If a fellow is named, but contents are project/research related, use: [research records].


Restrict if an HMS file that contains employee personnel for the Fellow that is confidential.

[lectures and presentations]

Use for presentations and speeches in manuscript, typescript, or outline form. May include course lectures.




[organizational records]

Use for Board of Directors records when records creator served as a member. Records chronicle executive administration, and include: policy and procedure development documents; planning and proposal records; program establishment; development and review records; directives; reports; meeting minutes; background subject resource and reference materials; working papers; related correspondence and memoranda.





[patient records]

Use for medical records pertaining to a single patient or a group of patients.




Restrict for 80 years from the date of creation

[research records]

Use for research data, protocols, and patient summarized data based on, but not usually including, individual patient medical records.  Include product development records stemming from the results of research and project records. May include reference materials related to research topics.

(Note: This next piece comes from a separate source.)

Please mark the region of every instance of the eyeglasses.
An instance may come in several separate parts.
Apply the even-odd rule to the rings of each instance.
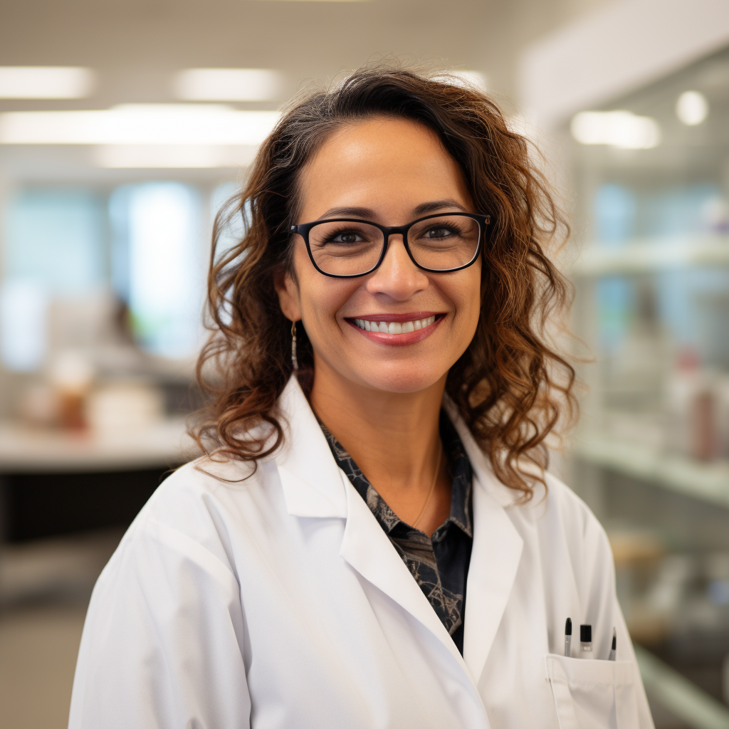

Restrict for 80 years from the date of creation if research is conducted on human subjects. In internal notes field, indicate whether clinical research   (human patient) OR laboratory research (animal research).

[subject resource files]

This descriptor is for files containing background materials on topics related to office mission and functions. Records include articles, clippings, submissions, discussion notes, portfolios and profiles, ratings and surveys, questionnaires, industry reports, and related correspondence. Use for magazines, professional journals, and newspapers, or articles copied or removed from these publications, when collected and filed by topic. Files may include monographs, reprints, product literature, and related correspondence specific to the acquisition of the reference material.





Use for files primarily containing pieces/examples of writings of the collection's creator and when the file is not part of a separate series, such as "Writings" or "Professional Writings." Use also for draft typescript(s) or manuscript(s), including research papers based on lab/clinical data and typescripts or manuscripts for monographs.